I've finished my rereading of There are Doors, and know the answers 
to some of the questions I asked in my previous post.  Here are some 
answers and some more questions.

The discrepancy in time between the two worlds seems fairly clear. 
Green goes to the other world, and stays there three or four days
(depending on how long he was unconscious after his fall) while 
33 days pass here.  He comes back, stays around 44 months, by 
my count, while four months pass there. So it looks like he was 
there three days, and time flows in a ratio of eleven to one.  This 
fits with North believing that Nixon should still be president here, 
when it seems to be the mid-eighties (TAD was published in 1988, 
and takes place after the Bell system was broken up in 1984).  
This time flow doesn't gibe with Lara taking Green into the other 
world through a "door into summer" (that has to be a nod to Heinlein) 
in their walk through the park, but maybe goddesses don't have to 
play by the rules.  For all we know, it could have been a door into 
this world's summer.

The hero's last name is Green.  His first name is either Billy or 
Adam - there's evidence for both.  Which one?
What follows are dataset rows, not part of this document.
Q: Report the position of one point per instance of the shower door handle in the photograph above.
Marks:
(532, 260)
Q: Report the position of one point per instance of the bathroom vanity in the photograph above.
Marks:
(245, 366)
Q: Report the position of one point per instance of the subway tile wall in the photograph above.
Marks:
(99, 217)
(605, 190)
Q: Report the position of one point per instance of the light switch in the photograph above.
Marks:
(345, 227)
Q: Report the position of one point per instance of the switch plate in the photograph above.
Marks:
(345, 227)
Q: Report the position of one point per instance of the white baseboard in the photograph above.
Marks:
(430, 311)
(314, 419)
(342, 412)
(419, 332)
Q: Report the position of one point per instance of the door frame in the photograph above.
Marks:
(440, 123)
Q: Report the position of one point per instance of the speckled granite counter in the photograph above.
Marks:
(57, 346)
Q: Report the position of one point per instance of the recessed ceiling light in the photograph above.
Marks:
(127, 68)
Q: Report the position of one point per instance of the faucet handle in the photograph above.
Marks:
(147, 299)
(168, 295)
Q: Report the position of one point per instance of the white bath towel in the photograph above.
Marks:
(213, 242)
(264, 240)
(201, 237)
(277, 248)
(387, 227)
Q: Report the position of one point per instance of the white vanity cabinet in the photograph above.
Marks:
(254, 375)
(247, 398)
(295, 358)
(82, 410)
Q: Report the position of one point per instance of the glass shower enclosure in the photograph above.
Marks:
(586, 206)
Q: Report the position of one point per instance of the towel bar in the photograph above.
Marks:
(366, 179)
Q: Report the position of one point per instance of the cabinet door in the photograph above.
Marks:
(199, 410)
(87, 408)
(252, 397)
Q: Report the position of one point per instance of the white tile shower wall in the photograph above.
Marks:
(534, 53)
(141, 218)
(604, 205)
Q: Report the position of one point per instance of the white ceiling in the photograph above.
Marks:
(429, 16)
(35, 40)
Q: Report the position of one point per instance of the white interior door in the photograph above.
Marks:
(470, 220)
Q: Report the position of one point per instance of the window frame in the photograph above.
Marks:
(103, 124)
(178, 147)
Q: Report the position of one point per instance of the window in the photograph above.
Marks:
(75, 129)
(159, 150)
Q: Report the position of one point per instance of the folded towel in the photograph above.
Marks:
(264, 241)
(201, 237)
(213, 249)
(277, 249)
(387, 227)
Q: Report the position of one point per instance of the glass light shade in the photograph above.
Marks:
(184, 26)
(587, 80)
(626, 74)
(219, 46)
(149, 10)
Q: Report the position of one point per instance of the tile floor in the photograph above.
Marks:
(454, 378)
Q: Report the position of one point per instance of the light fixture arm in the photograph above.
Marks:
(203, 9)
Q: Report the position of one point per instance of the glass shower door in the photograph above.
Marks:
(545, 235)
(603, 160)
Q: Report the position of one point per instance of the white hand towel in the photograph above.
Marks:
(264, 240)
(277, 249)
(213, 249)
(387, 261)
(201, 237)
I asked "Are there any references to other Wolfe books [besides 
Peace]?"  Maybe.  Doctor Pille was originally named Di, but changed
it for the obvious reason, a possible reference to "The Island of Dr. 
Death and Other Stories."

For a while I thought the explanation for the Kafkaesque episode 
when Green is locked out of the hotel was extremely simple -- that
North had already checked out, so the management didn't think 
anybody was staying there any longer -- rather than Fanny's more 
complicated explanation of "a man protecting a man."  I still like my 
explanation, but unfortunately it doesn't quite seem to fit with North's 
signed confession at the end.  What exactly happened?
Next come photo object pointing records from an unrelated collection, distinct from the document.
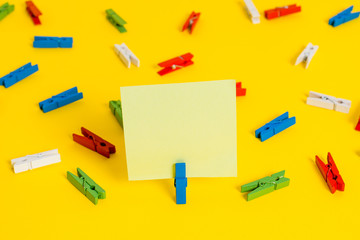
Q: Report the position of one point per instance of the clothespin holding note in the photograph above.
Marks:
(331, 174)
(115, 107)
(5, 10)
(86, 186)
(265, 185)
(34, 12)
(191, 22)
(180, 183)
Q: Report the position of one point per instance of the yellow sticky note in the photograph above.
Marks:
(193, 123)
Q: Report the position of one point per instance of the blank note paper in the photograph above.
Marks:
(193, 123)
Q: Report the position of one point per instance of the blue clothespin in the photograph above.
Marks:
(60, 100)
(343, 17)
(180, 183)
(18, 75)
(52, 42)
(275, 126)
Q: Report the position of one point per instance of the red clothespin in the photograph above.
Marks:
(175, 64)
(357, 128)
(34, 12)
(94, 142)
(331, 174)
(240, 91)
(191, 21)
(282, 11)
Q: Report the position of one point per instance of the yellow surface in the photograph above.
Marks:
(194, 123)
(42, 204)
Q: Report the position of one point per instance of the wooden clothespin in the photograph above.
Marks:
(274, 127)
(331, 174)
(115, 107)
(307, 54)
(34, 12)
(180, 183)
(176, 64)
(126, 56)
(191, 22)
(94, 142)
(86, 186)
(328, 102)
(265, 185)
(282, 11)
(30, 162)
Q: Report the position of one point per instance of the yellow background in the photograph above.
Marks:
(42, 204)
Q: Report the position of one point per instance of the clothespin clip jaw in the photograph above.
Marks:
(331, 174)
(307, 54)
(34, 12)
(30, 162)
(191, 22)
(5, 10)
(265, 185)
(252, 11)
(60, 100)
(94, 142)
(52, 42)
(180, 183)
(115, 107)
(116, 20)
(274, 127)
(282, 11)
(328, 102)
(18, 75)
(343, 17)
(86, 186)
(176, 64)
(126, 56)
(240, 91)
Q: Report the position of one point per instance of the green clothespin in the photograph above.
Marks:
(115, 107)
(265, 185)
(116, 20)
(86, 186)
(5, 10)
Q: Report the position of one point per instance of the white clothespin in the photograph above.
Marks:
(35, 161)
(126, 56)
(253, 12)
(307, 54)
(328, 102)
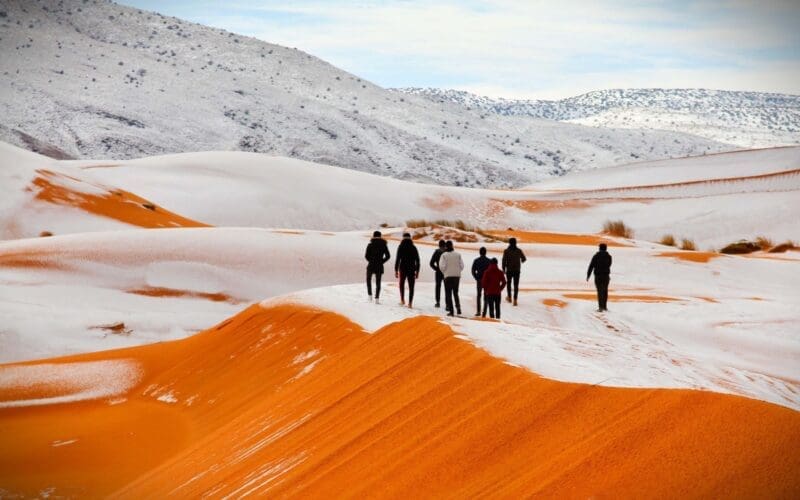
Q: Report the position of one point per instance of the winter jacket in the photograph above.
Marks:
(493, 280)
(407, 259)
(479, 265)
(435, 259)
(513, 259)
(451, 265)
(377, 253)
(601, 264)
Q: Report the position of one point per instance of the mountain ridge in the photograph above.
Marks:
(742, 118)
(96, 79)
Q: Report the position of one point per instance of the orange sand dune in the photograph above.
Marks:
(555, 303)
(408, 411)
(689, 256)
(172, 292)
(557, 238)
(722, 180)
(31, 260)
(613, 297)
(115, 204)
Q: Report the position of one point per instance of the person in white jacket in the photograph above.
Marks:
(451, 265)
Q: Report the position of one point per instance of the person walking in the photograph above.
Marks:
(435, 266)
(479, 265)
(451, 265)
(493, 282)
(512, 265)
(377, 254)
(601, 265)
(406, 267)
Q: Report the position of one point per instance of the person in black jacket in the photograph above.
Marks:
(435, 266)
(601, 265)
(479, 265)
(512, 265)
(406, 267)
(377, 254)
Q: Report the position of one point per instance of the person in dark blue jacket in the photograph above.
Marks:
(601, 265)
(479, 265)
(377, 254)
(437, 273)
(406, 267)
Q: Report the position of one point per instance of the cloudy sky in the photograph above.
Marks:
(528, 48)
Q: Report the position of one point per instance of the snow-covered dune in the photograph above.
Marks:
(108, 341)
(669, 329)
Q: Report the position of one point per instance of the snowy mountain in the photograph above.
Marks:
(745, 119)
(94, 79)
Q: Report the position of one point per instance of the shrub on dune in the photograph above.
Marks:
(741, 247)
(783, 247)
(668, 240)
(764, 242)
(413, 223)
(617, 228)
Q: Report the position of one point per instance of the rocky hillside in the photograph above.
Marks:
(91, 78)
(744, 119)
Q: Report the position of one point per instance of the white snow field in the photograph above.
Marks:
(713, 200)
(728, 325)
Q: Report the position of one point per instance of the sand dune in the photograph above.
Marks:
(114, 384)
(294, 401)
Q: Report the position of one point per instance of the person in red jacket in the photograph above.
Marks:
(493, 282)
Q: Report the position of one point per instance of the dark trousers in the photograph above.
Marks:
(411, 277)
(451, 294)
(513, 281)
(377, 283)
(601, 283)
(439, 281)
(478, 293)
(493, 303)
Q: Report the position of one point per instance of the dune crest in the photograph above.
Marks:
(295, 401)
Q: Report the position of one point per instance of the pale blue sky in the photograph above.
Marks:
(528, 48)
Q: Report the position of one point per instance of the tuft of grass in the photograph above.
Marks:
(783, 247)
(415, 223)
(741, 247)
(764, 242)
(668, 240)
(617, 228)
(490, 238)
(687, 244)
(455, 224)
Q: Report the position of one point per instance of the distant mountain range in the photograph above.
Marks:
(94, 79)
(744, 119)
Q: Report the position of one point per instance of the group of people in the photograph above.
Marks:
(447, 264)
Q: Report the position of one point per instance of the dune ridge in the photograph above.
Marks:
(295, 401)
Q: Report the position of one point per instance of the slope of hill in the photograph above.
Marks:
(744, 119)
(99, 80)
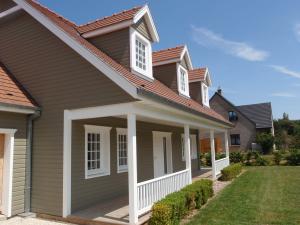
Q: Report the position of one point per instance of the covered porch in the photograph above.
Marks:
(168, 130)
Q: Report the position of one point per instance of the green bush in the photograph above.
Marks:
(171, 209)
(231, 171)
(236, 157)
(294, 158)
(266, 141)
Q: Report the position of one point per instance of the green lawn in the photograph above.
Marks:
(262, 195)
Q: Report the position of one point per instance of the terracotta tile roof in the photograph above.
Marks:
(11, 92)
(109, 20)
(167, 54)
(154, 87)
(197, 74)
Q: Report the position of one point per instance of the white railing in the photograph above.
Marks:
(221, 164)
(154, 190)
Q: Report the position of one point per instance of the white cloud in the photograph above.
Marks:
(283, 94)
(297, 31)
(286, 71)
(242, 50)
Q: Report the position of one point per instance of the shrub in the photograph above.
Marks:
(294, 158)
(266, 141)
(171, 209)
(231, 171)
(236, 157)
(277, 157)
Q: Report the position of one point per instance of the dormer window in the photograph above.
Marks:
(141, 55)
(182, 77)
(205, 96)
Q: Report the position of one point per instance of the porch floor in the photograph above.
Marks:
(112, 211)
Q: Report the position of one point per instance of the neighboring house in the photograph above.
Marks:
(248, 120)
(108, 119)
There are a number of things I think are references to the myth of
Attis and Cybele.  Attis was dead for three days (as was Christ), 
which he spent in the underworld; Green spends three days (their time)
in the other world.  Green's assumed name - that North gives him 
upon checking into the Grand Hotel - is Pine.  Pine trees are prominent 
in the cult of Attis (Attis mutilated himself under one).  Finally, Attis's 
death and rebirth are associated with the renewal of life in the spring, 
and most of this book takes place in the winter (their world), with spring 
coming at the end.

Most frustratingly, I still don't understand what's going on with Green's 
mother, but I remain convinced it's important.  Is this also connected 
with the Attis mythology?  I looked on the web, and there are apparently
a number of different accounts of Attis's parents (or mother -- in some he
doesn't have a father).  I don't know the mythology well enough to know 
which version Wolfe would likely have in mind.